A power has risen up in the government greater than the people themselves, consisting of many and various and powerful interests . . . and held together by the cohesive power of the vast surplus in the banks.
—John Calhoun, May 27, 1836 Speech
It was a sad coincidence. It occurred within a couple days after the public was apprised of Wells Fargo’s new foray into discovering ways to make more money by bilking its customers.
It was not, of course, a first for that venerable institution. Last year it was learned that millions of customers of the bank had bank accounts and credit cards opened for them by employees of the bank, without being authorized to do so by the customer. If the employee had not only opened the account, but had caused the bank to deposit, for example, $1000 into the account in order to give it life, the practice would not have upset the unsuspecting customers. Instead, the employees simply opened the accounts and, instead of depositing money into them, charged the account holders fees for creating the accounts and associated fees for services that accompanied the new accounts.
That, of course, did not please the customers and, when the practice was discovered, caused the bank to pay a $185 million dollar fine and $142 million to the millions of its customers who were victims of the bank’s practices. Wells Fargo was just beginning to recover from the reputational losses it suffered from what, in Trumpian terms would be described as “fake” bank accounts, when it was disclosed that its employees had discovered a new way of bilking customers-insurance sales connected with car loans.
In late July 2017, we learned that approximately 500,000 bank clients were sold car insurance when taking out car loans with the bank, even though they already had car insurance. According to reports, the bank will pay $80 million to clients who were bilked. Whether fines will be imposed on the banks will not be known until some time in the future. (In fairness to Wells Fargo it should be noted that in 2013 JPMorgan Chase paid $13 billion in fines and penalties for some of its activities. It makes Wells Fargo’s recent activities seem trivial.) The other event of note that happened at the end of July was purely coincidental.
The coincidence occurred when we learned that Congress was on the verge of getting rid of a new rule that had been proposed by the Consumer Financial Protection Bureau. The rule, if permitted to go into effect on January 1, 2018 as planned, would let consumers band together when they were defrauded by banks, and sue the banks as a group in what is known as a “class action.” Under current practices, individuals defrauded by bank practices, such as those undertaken by Wells Fargo, cannot bring class action lawsuits, but are forced into arbitration by virtue of the agreements they signed when entering into transactions with the bank. The rule proposed by the Consumer Financial Protection Bureau and was to take effect on January 1, 2018, would ban compulsory arbitration. Once it became effective it was estimated it would cost banks approximately $1 billion a year. That seems to many observers like a lot of money, but banks are believed to have roughly $171 billion in profits annually, so the rule is not as onerous as it might at first seem.
Keith Noreika, the acting Comptroller of the Currency, has said he has no plans to try to block the rule even though he thinks it is a bad rule.
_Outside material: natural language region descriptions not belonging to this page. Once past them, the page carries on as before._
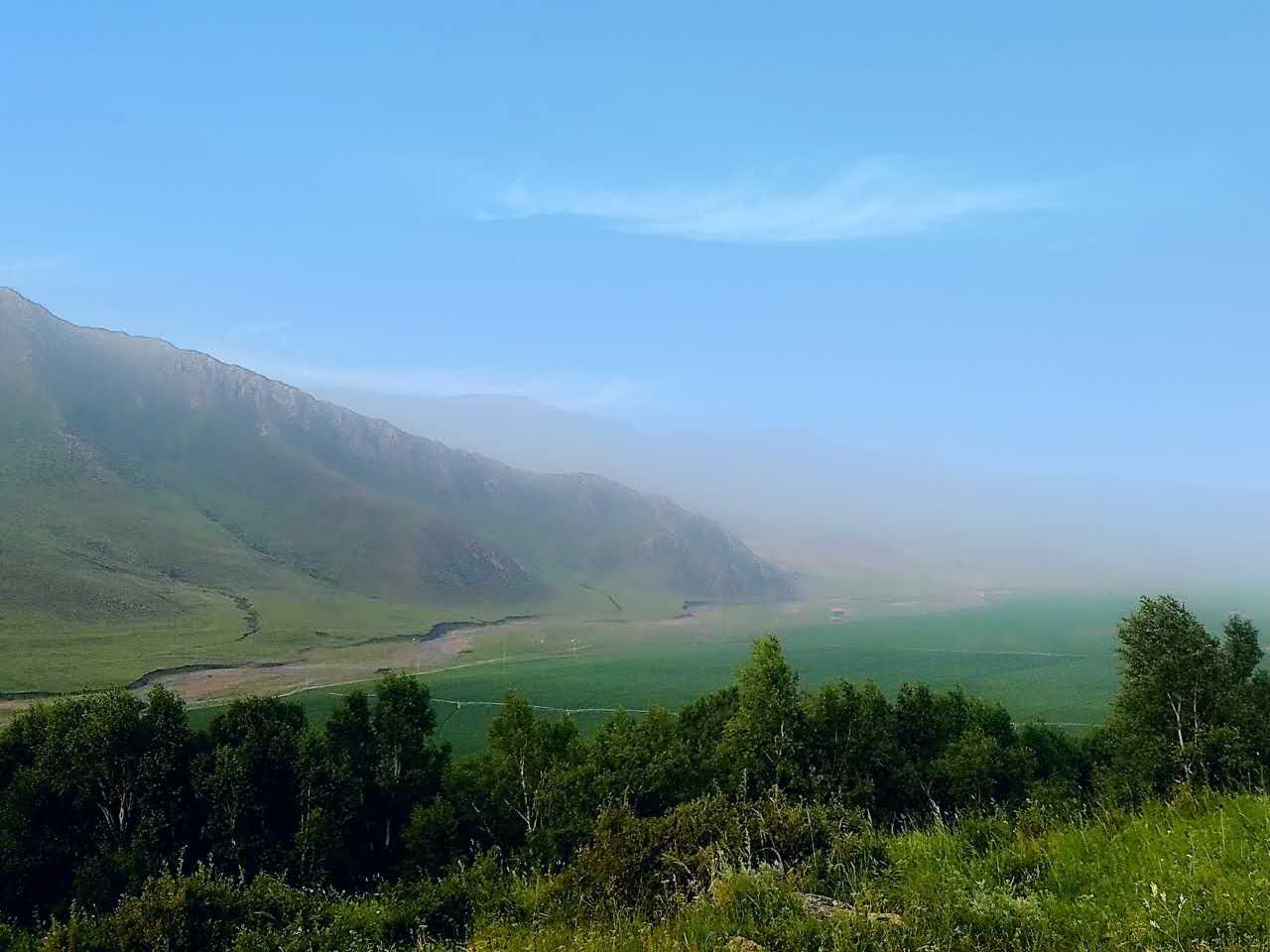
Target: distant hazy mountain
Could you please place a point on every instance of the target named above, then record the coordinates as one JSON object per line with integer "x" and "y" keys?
{"x": 128, "y": 457}
{"x": 876, "y": 522}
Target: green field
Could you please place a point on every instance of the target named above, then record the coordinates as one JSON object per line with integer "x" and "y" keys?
{"x": 1051, "y": 658}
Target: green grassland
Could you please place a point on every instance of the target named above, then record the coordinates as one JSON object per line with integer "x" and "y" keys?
{"x": 1049, "y": 658}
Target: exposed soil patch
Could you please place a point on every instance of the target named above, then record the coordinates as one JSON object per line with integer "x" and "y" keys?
{"x": 167, "y": 674}
{"x": 443, "y": 629}
{"x": 611, "y": 599}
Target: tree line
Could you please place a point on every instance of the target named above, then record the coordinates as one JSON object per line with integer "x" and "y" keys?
{"x": 102, "y": 793}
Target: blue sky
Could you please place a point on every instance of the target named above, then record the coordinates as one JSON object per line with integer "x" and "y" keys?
{"x": 1030, "y": 238}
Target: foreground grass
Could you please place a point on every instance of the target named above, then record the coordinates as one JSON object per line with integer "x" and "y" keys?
{"x": 1193, "y": 875}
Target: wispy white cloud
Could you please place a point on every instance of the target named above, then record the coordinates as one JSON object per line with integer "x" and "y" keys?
{"x": 870, "y": 199}
{"x": 564, "y": 391}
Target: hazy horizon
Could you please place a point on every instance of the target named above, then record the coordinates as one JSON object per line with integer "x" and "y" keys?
{"x": 975, "y": 294}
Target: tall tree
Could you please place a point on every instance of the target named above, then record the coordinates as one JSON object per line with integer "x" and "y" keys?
{"x": 763, "y": 739}
{"x": 1174, "y": 679}
{"x": 408, "y": 763}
Indeed, in addressing the effects of the rule were it to go into effect he said: “Ultimately, the rule may have unintended consequences for banking customers in the form of decreased availability of products and services, increased related costs, fewer options to remedy consumer concerns and delayed resolution of consumer issues.”
What he is, of course suggesting, is that if the rule were to go into effect, banks, confronted with the possibility of law suits and the need to defend their practices in front of juries instead of boards of arbitration, might decide to no longer issue credit cards or otherwise deal with consumers. Because of the actions of the House of Representatives and, once it returns to Washington, the Senate, Mr. Noreika will never have to explain what he meant when he said that: “The rule [if put into effect] may turn out to be the proverbial straw on the camel’s back.”
Mr. Noreika will never have to explain why, a $1-billion-dollar reduction in profits for the camels (qua banks) would be the straw that would put them out of business. That is because, availing itself of procedural steps it can take under the Congressional Review Act to avoid the implementation of recently enacted regulations it dislikes, the House of Representatives passed a “resolution of disapproval” to revoke the rule before leaving on its well-deserved five-week vacation.
The Senate is expected to follow suit when it returns from its holiday. The camel, whose back was threatened by a straw, can be heard breathing a big sigh of relief. The consumer can be heard simply sighing.